Editorial: Constructive approach to spatial cognition in intelligent robotics

Taniguchi, Akira; Spranger, Michael; Yamakawa, Hiroshi; Inamura, Tetsunari

doi:10.3389/fnbot.2022.1077891

EDITORIAL article

Front. Neurorobot., 15 November 2022

Volume 16 - 2022 | https://doi.org/10.3389/fnbot.2022.1077891

This article is part of the Research TopicConstructive Approach to Spatial Cognition in Intelligent RoboticsView all 6 articles

Editorial: Constructive approach to spatial cognition in intelligent robotics

Akira Taniguchi¹^*

Michael Spranger²

Hiroshi Yamakawa^3,4,5

Tetsunari Inamura^6,7

¹College of Information Science and Engineering, Ritsumeikan University, Kyoto, Japan
²Sony Computer Science Laboratories, Tokyo, Japan
³The Whole Brain Architecture Initiative, Tokyo, Japan
⁴School of Engineering, The University of Tokyo, Tokyo, Japan
⁵Center for Biosystems Dynamics Research, Institute of Physical and Chemical Research (RIKEN), Osaka, Japan
⁶Principles of Informatics Research Division, National Institute of Informatics, Tokyo, Japan
⁷Department of Informatics, The Graduate University for Advanced Studies, SOKENDAI, Tokyo, Japan

Editorial on the Research Topic
Constructive approach to spatial cognition in intelligent robotics

1. Introduction

For agents operating in the real world, spatial reasoning and understanding of the spatial properties of the environment are important abilities for executing tasks related to spatial movement (Kostavelis and Gasteratos, 2015; Garg et al., 2020).

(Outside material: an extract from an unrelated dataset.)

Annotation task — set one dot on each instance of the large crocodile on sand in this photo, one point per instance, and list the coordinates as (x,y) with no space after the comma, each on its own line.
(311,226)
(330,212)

Agents can perform various tasks by acquiring and utilizing the semantic and linguistic knowledge related to place and object locations. Current research on spatial reasoning and semantic understanding in robots is important for realizing self-localization with uncertainty in the real world and planning with human–robot interactions. It is also closely related to a constructive approach to brain-inspired AI related to spatial cognition represented by the hippocampal formation (Tolman, 1948; O'keefe and Nadel, 1978).

In this Research Topic, we address the interdisciplinary fusion of knowledge of artificial intelligence, robotics, cognitive development, and neuroscience in spatial cognition and spatial reasoning. For example, in the fusion area of natural language processing and computer vision, research on vision-and-language navigation (VLN) has recently been implemented (Anderson et al., 2018; Chen et al., 2021).

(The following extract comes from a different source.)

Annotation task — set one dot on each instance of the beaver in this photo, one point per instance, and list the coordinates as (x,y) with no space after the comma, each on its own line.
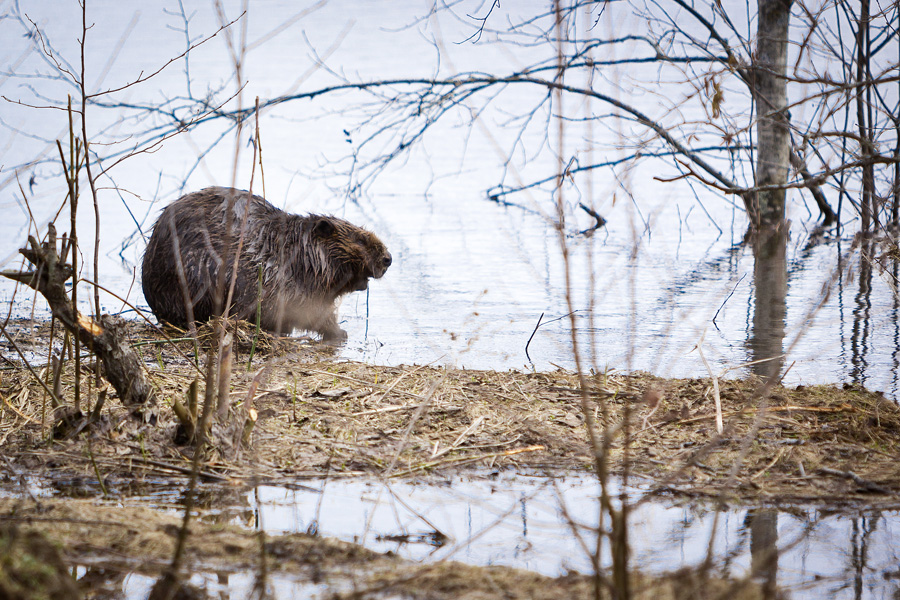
(302,264)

However, few studies have applied VLN technology to real-world robots. In the future, a VLN that operates in a real environment will be a necessity. Additionally, in robotics AI, referring to the cognitive and neuroscientific findings of concept formation related to place and spatial language acquisition would be useful. To achieve this, a constructive approach using robots operating in the real world would be effective (Asada et al., 2009; Cangelosi and Schlesinger, 2015; Taniguchi et al., 2019).

This Research Topic was widely assembled from fundamental to applied research, which is related to spatial reasoning using robots and semantic understanding including language interaction and in the fusion area of artificial intelligence, such as machine learning, robotics, and computational neuroscience. These papers contribute to advancing the field on the technical side, for example, semantic mapping, place recognition, and navigation for performing tasks including spatial movement. Additionally, some studies contribute to computational models related to spatial reasoning, such as referring to hippocampal formation and spatial cognitive capabilities. Furthermore, the focus is on contributions to cutting-edge machine learning for use in the above aspects.

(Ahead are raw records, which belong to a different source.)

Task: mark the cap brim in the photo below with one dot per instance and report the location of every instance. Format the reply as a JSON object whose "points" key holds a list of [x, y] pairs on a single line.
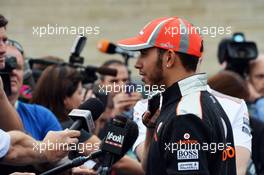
{"points": [[133, 44]]}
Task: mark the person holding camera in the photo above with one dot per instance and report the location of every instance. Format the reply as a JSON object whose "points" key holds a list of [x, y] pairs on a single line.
{"points": [[118, 100], [9, 119], [189, 113], [256, 87]]}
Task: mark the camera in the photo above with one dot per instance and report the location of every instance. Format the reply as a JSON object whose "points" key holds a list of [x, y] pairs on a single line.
{"points": [[10, 64], [237, 53]]}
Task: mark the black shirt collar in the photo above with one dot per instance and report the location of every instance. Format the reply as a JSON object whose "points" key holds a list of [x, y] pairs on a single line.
{"points": [[184, 87]]}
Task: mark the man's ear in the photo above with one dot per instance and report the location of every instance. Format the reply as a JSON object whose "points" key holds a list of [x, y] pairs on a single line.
{"points": [[171, 57]]}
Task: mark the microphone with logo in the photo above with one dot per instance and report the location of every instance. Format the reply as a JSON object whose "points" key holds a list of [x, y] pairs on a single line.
{"points": [[121, 135], [87, 113]]}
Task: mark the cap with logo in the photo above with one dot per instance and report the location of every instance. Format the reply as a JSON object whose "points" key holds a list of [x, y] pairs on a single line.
{"points": [[168, 33]]}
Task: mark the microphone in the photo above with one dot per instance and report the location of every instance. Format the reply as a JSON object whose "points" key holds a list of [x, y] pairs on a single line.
{"points": [[76, 50], [107, 47], [121, 124], [87, 113], [121, 135], [102, 70]]}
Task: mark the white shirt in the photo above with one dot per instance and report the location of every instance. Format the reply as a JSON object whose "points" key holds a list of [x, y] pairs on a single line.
{"points": [[4, 143], [235, 109]]}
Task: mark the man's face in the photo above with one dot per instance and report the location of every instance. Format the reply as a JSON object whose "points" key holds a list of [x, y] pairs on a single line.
{"points": [[17, 73], [257, 77], [150, 67], [3, 39], [120, 80]]}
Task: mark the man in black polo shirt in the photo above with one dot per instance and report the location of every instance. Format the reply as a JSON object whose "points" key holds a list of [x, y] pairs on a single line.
{"points": [[192, 134]]}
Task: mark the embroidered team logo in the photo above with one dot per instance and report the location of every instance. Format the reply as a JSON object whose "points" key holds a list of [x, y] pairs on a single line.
{"points": [[186, 136]]}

2. About the Research Topic

We are pleased to present five research articles related to spatial relation learning, spatial concept formation, bio-inspired models, localization, and navigation. In this section, we briefly introduce each paper.

Autonomous mobile robots and self-driving vehicles require accurate and reliable self-localization to handle dynamic environments. Colomer et al. address the problem of visual location awareness using a neuro-cybernetic approach. The proposed method is a biologically-inspired neural network called the log-polar max-Pi (LPMP) model. In particular, the visual–spatial processing associated with the hippocampus and entorhinal cortex is referenced. A mechanism is constructed to integrate information from two parallel pathways, the “what” and “where” pathways of the visual cortex. The localization performance is evaluated in a road environment, demonstrating its usefulness compared to conventional methods.

Grid cells in the medial entorhinal cortex of the mammalian brain are essential for the path integration and representation of the external world (Hafting et al., 2005; McNaughton et al., 2006). However, it has been argued that few models explain the formation of various grid-field structures in recent relevant studies. To fill this gap, Gong and Yu propose an interpretative plane-dependent model of 3D grid cells to represent both 2D and 3D spaces. The proposed method comprises a spatial transformation using 6-DOF motion and a recurrent neural network (RNN) for 3D grid cells. In simulation experiments, a representation similar to that of hexagonal grid cells is reported to be obtained. The results validate the hypothesis that “grid fields gradually lose global but not local order as the refresh interval decreases.”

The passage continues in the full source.